Den Präsidenten der deutsch-französischen Industrie- und Handelskammer, Guy Maugis, überrascht die große Mobilisierung nicht. Die Stadt Rodez sei tatsächlich emblematisch. Dort seien nicht nur die radikalen Gewerkschaften CGT und Sud stark, auch die Zukunftsängste seien besonders groß. Der größte Arbeitgeber der Stadt ist das deutsche Unternehmen Bosch. In seiner Zeit als Präsident von Bosch Frankreich hat Maugis 2004 den Standort gerettet, stattdessen gab es einen Personalabbau in Stuttgart. „Das war klar eine soziale Maßnahme“, sagt Maugis. „La Bosch“, wie die Leute in Rodez sagen, fertigt ausschließlich Komponenten für Dieselmotoren, die im Zuge der Verkehrswende immer weniger ge­fragt sind. 700 der 1200 Stellen sollen bis 2025 wegfallen. Obwohl sich der Strukturwandel lange ankündigte, trifft er Ro­dez unvorbereitet.
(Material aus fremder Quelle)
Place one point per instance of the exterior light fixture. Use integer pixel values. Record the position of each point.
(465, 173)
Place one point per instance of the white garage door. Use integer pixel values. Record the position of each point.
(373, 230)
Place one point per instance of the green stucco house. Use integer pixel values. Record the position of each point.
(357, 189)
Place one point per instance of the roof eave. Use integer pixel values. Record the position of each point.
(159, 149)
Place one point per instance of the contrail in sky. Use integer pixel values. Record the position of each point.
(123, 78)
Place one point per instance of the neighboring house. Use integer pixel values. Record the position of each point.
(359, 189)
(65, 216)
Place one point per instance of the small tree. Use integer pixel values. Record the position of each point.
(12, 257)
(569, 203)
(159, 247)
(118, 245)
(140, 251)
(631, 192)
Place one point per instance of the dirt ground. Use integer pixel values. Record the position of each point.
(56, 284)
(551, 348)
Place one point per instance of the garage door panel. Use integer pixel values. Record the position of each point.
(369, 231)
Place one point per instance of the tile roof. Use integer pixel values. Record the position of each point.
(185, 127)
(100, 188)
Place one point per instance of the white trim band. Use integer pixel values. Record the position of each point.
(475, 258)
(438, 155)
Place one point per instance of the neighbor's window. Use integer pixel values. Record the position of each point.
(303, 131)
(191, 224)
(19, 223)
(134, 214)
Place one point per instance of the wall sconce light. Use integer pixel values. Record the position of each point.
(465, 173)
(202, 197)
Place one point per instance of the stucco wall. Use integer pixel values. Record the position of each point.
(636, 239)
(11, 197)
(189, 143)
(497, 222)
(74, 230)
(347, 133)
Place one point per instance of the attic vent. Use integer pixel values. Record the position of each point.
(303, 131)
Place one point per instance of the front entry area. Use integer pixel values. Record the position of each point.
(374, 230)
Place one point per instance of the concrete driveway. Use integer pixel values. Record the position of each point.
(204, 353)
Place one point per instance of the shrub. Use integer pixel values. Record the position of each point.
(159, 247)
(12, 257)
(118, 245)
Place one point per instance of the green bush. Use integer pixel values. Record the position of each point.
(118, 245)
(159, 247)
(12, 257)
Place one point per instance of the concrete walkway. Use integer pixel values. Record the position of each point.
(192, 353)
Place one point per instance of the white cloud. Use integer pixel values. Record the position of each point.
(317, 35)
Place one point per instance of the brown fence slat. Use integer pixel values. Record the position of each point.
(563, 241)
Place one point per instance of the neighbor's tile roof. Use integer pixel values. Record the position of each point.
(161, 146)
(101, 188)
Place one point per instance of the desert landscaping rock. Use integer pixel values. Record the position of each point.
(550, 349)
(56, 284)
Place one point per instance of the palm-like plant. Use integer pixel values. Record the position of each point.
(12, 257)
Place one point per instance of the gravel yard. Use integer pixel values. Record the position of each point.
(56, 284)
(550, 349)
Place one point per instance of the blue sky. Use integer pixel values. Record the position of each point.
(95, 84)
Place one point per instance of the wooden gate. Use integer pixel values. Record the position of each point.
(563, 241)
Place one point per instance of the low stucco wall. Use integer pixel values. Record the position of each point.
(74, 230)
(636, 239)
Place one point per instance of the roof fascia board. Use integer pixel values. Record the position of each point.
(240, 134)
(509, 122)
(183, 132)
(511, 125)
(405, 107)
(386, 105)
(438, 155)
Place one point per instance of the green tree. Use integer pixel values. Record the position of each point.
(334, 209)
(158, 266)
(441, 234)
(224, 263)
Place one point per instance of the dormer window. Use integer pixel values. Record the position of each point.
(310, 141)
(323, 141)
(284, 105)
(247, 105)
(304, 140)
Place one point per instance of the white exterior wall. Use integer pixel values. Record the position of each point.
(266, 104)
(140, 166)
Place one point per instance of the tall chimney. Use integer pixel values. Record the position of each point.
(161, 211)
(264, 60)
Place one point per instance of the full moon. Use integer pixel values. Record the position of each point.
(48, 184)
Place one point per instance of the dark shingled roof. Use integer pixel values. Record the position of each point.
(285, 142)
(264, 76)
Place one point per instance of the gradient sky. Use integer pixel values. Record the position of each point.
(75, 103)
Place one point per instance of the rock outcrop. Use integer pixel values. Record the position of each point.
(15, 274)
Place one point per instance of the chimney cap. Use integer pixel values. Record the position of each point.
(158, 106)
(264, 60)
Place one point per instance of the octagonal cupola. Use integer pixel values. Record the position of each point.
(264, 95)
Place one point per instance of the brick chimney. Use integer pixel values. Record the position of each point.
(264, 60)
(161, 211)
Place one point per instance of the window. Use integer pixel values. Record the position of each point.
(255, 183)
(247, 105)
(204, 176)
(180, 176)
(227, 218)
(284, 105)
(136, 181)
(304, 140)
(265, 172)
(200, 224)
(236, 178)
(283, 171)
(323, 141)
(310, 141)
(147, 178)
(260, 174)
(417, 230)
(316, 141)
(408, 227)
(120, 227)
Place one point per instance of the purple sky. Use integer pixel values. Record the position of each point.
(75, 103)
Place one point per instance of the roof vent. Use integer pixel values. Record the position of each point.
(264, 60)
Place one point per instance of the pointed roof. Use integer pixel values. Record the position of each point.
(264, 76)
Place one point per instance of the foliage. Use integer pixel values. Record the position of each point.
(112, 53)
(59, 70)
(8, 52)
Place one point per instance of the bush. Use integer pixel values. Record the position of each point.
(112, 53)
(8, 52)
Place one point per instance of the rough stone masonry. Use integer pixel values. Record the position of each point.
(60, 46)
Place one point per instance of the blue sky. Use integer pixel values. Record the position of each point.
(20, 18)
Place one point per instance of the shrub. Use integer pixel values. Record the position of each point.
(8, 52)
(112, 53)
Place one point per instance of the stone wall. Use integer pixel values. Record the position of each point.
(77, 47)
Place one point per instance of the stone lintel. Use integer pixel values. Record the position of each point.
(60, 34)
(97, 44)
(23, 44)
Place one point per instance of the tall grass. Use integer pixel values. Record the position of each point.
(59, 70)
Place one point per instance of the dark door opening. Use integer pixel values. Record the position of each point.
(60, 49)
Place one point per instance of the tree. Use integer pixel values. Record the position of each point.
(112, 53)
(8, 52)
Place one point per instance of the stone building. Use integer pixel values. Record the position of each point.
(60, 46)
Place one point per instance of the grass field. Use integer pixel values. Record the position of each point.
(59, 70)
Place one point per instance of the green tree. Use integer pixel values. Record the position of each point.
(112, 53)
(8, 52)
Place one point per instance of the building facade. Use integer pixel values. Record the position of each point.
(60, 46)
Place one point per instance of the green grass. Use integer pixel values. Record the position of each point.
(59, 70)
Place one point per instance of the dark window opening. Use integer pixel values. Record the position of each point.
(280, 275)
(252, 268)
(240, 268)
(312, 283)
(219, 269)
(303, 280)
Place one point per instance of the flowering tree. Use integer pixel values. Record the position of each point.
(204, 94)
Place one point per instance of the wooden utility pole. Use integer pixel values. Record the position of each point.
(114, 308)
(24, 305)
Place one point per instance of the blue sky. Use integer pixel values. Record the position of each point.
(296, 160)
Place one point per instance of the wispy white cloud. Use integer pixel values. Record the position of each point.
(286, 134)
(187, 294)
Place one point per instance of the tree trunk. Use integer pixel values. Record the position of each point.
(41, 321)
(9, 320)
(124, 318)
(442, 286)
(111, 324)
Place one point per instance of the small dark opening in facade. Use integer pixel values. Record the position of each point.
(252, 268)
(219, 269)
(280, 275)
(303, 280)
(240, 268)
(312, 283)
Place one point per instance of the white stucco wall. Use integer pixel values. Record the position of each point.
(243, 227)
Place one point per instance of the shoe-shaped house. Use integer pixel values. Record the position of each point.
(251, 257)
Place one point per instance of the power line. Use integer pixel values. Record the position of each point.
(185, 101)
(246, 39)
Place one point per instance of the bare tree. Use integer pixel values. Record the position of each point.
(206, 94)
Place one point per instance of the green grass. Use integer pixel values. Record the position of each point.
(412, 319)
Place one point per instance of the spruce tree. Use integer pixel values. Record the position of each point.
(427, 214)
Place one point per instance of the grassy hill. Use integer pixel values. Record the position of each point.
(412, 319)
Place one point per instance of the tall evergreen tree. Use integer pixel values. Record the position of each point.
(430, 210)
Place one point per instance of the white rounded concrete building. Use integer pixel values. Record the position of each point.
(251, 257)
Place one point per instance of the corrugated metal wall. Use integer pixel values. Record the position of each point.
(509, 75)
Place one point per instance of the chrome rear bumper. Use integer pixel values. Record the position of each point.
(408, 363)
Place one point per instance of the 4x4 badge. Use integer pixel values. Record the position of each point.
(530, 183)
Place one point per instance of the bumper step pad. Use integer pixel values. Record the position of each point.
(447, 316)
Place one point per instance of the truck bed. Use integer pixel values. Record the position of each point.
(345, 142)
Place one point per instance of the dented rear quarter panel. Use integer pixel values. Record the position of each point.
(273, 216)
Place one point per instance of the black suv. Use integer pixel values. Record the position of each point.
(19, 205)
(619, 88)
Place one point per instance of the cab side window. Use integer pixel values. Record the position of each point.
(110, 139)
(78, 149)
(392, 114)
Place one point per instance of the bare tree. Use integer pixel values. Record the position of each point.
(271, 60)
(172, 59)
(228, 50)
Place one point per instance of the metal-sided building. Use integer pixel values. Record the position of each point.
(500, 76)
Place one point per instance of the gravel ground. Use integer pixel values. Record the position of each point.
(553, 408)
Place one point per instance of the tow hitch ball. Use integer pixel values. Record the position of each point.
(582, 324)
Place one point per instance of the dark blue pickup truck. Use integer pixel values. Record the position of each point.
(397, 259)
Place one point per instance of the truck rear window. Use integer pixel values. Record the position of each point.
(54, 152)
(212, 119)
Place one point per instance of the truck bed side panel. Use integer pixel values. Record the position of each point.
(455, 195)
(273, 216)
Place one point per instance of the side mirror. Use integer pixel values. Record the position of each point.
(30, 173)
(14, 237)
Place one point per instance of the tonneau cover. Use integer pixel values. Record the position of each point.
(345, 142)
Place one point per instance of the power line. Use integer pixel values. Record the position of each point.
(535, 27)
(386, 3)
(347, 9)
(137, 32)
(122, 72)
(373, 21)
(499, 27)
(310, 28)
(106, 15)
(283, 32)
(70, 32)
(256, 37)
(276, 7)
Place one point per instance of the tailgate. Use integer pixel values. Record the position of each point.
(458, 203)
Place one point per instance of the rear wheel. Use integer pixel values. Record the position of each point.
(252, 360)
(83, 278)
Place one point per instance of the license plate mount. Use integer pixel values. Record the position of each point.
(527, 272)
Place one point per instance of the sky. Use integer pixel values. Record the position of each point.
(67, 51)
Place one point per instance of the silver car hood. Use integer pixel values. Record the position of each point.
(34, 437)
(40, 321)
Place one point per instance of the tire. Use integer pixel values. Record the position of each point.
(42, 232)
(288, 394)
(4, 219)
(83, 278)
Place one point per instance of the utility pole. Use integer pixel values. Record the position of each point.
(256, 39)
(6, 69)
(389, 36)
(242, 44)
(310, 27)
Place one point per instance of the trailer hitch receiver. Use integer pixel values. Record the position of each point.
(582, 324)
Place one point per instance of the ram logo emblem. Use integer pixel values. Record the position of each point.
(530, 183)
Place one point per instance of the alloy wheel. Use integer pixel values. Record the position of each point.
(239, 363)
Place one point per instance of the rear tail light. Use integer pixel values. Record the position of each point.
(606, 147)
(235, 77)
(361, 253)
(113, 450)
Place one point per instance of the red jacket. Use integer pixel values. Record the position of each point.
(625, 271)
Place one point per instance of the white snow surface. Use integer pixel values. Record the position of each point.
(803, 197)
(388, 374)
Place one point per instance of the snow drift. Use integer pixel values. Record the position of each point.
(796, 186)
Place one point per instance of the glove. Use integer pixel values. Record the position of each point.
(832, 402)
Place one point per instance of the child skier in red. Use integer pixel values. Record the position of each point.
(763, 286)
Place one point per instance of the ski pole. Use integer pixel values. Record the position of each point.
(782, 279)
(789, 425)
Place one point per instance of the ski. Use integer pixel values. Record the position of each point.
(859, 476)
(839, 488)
Die Liste der gut besuchten Demons­trationszüge abseits der Großstädte liest sich wie eine späte Bestätigung der Thesen des Geographen Christophe Guilloy. Die Franzosen des „peripheren und fragilen Frankreich“ bilden das Gros des Protests gegen die Rentenreform. Bei ihnen herrschte ohnehin schon das Gefühl vor, von der Politik vernachlässigt zu werden. Bahnverbindungen wurden eingestellt, Krankenhäuser, Gerichte oder Steuer­behörden geschlossen. Die Leute wähnen sich in einer Spirale des Niedergangs; und die Rentenreform wirkt auf sie, als würden sie einer sozialen Errungenschaft be­raubt.